Insurance companies, you can get a “three for one” sale: three days with us for the price of one day in a hospital.

Now we’re in Maryland, so I have to qualify that … if you’re Kaiser, or if you’re United and you have all these people and you go any other state, you can sit down with the hospital and you can negotiate your rate. You can say, “This what I’m going to pay you.”

In Maryland, you can’t. [Under] all-payer, the commission sets the rate, and they don’t care how big you are, or how small you are, that’s the rate you’re paying, there’s no negotiation. That makes it even more so a platform for us, because the big guys can’t negotiate a rate, so the only place for them to get some relief is if I come up with a program, and I can get their patients out.

To clarify, when the insurers can’t negotiate for the rates, that’s just for hospitals?

Just for the hospitals. And that’s what puts us in the catbird seat, because if if we can maintain our quality, with our quality ratings and our reputation and we can keep patient satisfaction up, that’s the winning combination.

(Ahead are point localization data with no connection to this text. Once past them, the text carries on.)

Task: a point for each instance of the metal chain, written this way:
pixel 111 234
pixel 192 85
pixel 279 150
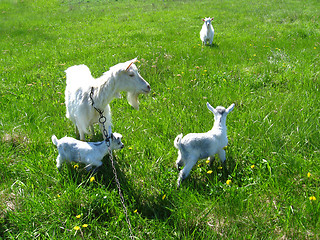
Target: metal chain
pixel 102 120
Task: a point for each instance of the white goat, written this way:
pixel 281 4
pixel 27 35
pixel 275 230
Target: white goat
pixel 89 153
pixel 195 146
pixel 207 31
pixel 121 77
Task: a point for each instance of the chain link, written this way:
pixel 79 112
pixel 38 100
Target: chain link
pixel 102 120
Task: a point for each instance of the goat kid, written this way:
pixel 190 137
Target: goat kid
pixel 89 153
pixel 121 77
pixel 195 146
pixel 207 31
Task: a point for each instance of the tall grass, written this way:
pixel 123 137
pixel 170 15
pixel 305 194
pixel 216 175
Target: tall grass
pixel 265 59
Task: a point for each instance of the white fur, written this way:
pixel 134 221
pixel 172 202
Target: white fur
pixel 121 77
pixel 207 31
pixel 89 153
pixel 195 146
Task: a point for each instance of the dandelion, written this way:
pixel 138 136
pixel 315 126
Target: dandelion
pixel 312 198
pixel 76 228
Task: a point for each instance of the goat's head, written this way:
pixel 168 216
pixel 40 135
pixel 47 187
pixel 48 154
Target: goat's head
pixel 207 21
pixel 220 113
pixel 132 82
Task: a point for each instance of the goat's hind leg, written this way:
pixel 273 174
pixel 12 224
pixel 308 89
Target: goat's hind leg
pixel 184 173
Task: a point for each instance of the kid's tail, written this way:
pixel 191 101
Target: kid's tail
pixel 177 141
pixel 54 140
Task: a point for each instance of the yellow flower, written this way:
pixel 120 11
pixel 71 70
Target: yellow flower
pixel 312 198
pixel 76 228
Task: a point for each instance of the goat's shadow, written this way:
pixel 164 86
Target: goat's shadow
pixel 213 45
pixel 199 182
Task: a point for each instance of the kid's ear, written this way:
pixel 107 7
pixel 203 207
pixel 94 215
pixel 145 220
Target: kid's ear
pixel 211 108
pixel 131 62
pixel 229 109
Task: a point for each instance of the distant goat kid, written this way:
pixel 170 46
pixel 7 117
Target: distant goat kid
pixel 207 31
pixel 195 146
pixel 121 77
pixel 89 153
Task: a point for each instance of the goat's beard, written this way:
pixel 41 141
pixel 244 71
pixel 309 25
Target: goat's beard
pixel 133 99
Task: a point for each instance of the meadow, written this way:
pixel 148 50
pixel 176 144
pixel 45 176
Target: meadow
pixel 264 58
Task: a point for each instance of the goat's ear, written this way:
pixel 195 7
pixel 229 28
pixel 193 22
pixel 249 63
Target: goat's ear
pixel 229 109
pixel 131 62
pixel 211 108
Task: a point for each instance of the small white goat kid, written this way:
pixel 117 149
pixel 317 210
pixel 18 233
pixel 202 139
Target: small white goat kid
pixel 121 77
pixel 195 146
pixel 207 31
pixel 89 153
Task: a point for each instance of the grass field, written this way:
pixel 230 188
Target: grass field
pixel 264 58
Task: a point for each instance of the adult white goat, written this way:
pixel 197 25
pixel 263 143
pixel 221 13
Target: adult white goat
pixel 207 31
pixel 81 84
pixel 195 146
pixel 89 153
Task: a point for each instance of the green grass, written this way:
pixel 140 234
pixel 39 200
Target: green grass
pixel 265 59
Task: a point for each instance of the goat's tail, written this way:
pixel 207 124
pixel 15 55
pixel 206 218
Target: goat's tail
pixel 177 141
pixel 54 140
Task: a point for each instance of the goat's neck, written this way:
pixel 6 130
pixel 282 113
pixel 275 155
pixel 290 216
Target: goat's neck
pixel 104 91
pixel 219 126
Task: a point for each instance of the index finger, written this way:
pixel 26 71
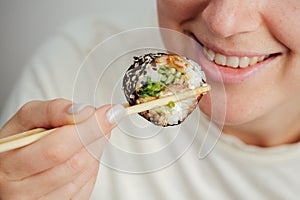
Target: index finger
pixel 41 114
pixel 55 148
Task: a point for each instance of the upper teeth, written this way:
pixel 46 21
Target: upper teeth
pixel 233 61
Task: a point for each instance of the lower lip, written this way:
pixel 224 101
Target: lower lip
pixel 229 75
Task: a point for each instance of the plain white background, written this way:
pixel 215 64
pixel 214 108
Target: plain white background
pixel 25 25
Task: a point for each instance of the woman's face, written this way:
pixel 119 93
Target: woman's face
pixel 253 44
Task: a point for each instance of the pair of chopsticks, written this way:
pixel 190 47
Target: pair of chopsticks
pixel 25 138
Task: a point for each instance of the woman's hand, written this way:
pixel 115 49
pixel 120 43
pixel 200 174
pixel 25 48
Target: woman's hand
pixel 60 165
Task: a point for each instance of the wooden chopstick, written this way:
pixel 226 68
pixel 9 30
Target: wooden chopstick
pixel 25 138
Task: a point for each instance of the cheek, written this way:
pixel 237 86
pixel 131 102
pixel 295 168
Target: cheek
pixel 172 13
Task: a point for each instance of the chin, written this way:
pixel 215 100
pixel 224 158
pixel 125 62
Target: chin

For our core business, I don’t want nursing homes to go away. Nursing homes have played a very important function, but I think that function is changing. And they can play either an equally important or more important one to society overall. So they have opportunity. But they’ve got to stop thinking, in my opinion, “Give me money and I’ll try to react to it.”

My devil’s advocate response to that is they don’t have a lot of money to work with right now. At least from what I hear, the fact that Medicaid is the largest payer and in many states is not paying enough would be a challenge.

Good point. So if you know that and you see that, what can you do about that, if you’re a nursing home? Just sit back and say “I need more money, I need more money?” What are you going to do about it?

You’ve got to do things. You’ve got to come up with programs. You’ve got to understand that insurance companies, payers, are looking for equal quality at a lower cost. And I think nursing homes are in the catbird seat. But they’ve got to do something.

What do they do, then? Approach insurance companies directly?

Well, they have to first develop programs. And if, you’re a two-star or less facility, forget it. Get your quality up. It’s a whole process. There’s no magic wand, there’s no switch.

The issue is that you’ve got to think long-term, and I think my industry has gotten out of thinking long-term. They live month to month, and they focus so much on an Excel spreadsheet.

Nobody knows [the senior] population better than nursing homes. But what innovation have you seen come out of nursing homes? Don’t get me wrong; I love my industry, I’ve been in it for 42 years, I love most of the people I know in it. But I haven’t seen much change.